В 1860-е годы Лев Толстой еще не пришел к
радикальной критике традиционной обрядности. Фото 1860 года из книги Павла Бирюкова Leo Tolstoy: His Life and Work |
Почему Наташа Ростова молилась за Синод
Начиная творческий путь, Лев Толстой видел церковное начало неотъемлемой частью русского бытия. В «Семейном счастии», вышедшем в 1859 году, сказано о богослужении: «Все это было… велико и свято в моих глазах и казалось… полным глубокого значения».
Молебствие перед Бородинской битвой, его описание в эпопее «Войны и мира» одна из бесценных страниц отечественной словесности. «Из-под горы от Бородина поднималось церковное шествие… слышалось церковное пение… без шапок бежали навстречу идущим солдаты и ополченцы. Матушку несут! Заступницу!..» Смоленская богородичная икона, упоминаемая в эпопее, – действительно объект благоговейного поклонения.
При разных обстоятельствах обращаются к Богу герои романа. Дети просят, чтобы снег превратился в сахар, и выбегают во двор проверить силу своей молитвы. Трогательна молитва Платона Каратаева, представителя социальных низов: «Положи, Боже, камушком, подними калачиком». Сидящим у источника света костра, «укрывшись, как ризой, с головой шинелью», таким запоминается Каратаев. Он близок к Богу, так принято считать у толкователей толстовского творчества.
Молится и дворянка Наташа Ростова горячо, вдохновенно. Но противоречивые чувства несет читателю ее молитва в храме. Обряд пленяет Наташу, обволакивает ум, лишая способности рассуждать. И ее «уносит»: «Когда молились за царскую фамилию и за Синод, она особенно низко кланялась и крестилась, говоря себе, что, ежели она не понимает, она не может сомневаться и все-таки любит Правительствующий синод и молится за него». «Понимать всего нельзя, надо только верить…» оправдывает себя Наташа.
Не понимать, но в обрядах участвовать – такова специфика православного «благочестия». И как тут не впасть в суеверие? Пример – крестины сына Андрея Болконского. В купель бросили «вощечок с волосками». Узнав, что «вощечок» «не потонул, а поплыл по купели», князь Андрей (образованный ведь человек!) «одобрительно кивнул головой».
Дух уступал – побеждала форма: едва ли не вечная для христиан проблема. В день Бородинской битвы в салоне Анны Шерер прочли патриотическое письмо «преосвященного». Толстой поясняет: «Искусство чтения считалось в том, чтобы… переливать слова… независимо от их значения… » И что же: был ли уяснен смысл письма? Незавидная роль досталась архиерею и далее. Губернаторша устроила у него свидание княжны Марьи и Николая Ростова.

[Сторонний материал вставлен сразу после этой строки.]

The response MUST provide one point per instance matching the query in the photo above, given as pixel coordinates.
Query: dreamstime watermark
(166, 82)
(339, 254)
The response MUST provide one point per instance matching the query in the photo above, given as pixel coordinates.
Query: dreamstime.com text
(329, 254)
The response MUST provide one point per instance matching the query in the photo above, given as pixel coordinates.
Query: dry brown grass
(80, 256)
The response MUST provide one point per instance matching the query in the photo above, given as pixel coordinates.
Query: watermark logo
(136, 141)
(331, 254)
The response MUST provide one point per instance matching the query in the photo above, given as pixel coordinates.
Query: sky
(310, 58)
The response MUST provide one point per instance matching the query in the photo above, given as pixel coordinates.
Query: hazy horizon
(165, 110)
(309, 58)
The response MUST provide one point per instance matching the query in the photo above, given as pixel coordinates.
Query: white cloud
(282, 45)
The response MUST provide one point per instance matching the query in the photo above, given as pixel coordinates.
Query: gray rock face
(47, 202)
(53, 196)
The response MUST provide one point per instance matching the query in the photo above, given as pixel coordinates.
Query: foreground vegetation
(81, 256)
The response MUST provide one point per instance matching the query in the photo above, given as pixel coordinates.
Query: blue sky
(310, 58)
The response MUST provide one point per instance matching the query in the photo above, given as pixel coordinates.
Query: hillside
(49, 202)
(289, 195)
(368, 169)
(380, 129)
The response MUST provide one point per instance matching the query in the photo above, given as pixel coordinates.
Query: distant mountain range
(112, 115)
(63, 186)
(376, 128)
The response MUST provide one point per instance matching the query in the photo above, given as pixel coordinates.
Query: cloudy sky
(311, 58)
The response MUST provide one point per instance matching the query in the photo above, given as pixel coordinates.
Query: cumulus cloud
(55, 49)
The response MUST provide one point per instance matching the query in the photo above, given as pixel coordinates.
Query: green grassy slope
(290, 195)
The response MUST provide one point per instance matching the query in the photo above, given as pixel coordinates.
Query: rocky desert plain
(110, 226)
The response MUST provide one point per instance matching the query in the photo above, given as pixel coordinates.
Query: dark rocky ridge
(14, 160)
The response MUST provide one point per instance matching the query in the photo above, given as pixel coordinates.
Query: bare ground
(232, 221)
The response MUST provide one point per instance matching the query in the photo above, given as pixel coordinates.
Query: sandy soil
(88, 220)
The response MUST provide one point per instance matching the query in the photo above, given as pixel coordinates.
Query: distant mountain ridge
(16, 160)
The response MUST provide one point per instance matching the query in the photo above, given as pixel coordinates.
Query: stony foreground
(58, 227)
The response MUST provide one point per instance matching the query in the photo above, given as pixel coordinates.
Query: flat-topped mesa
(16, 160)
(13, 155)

Духовные искания дворян, идущие не от сердца, бывало, приводили к отступничеству. Так, Элен Курагина приняла католичество. И «почувствовала что-то вроде дуновения свежего ветра, которое сошло ей в душу».
Не пережив еще в 1860-е годы свой духовный перелом, Толстой передал восторги, обращенные к обрядам. «Таинство… великое», восхищается соборованием герой «Войны и мира». Для возражений пока не настало время, но сомнения у Толстого уже были. Убеждает поступок Николая Ростова, принявшего меры против пьянства «по случаю престольного праздника». Исподволь от сомнений в церковной обрядности писатель перешел к ее отрицанию. Но это случилось потом.
Тонкий психолог, автор «Войны и мира» поскупился на образы духовных лиц. Кадр из фильма «Война и мир». 1956 |
Роман был бы неполон, откажись автор от изображений служителей алтаря. Первые впечатления от них он получил еще в детстве, например об одном уникальном «батюшке», который на Страстной неделе вычитывал за службами все Евангелие, отчего службы «продолжались особенно долго», вспоминал позже писатель.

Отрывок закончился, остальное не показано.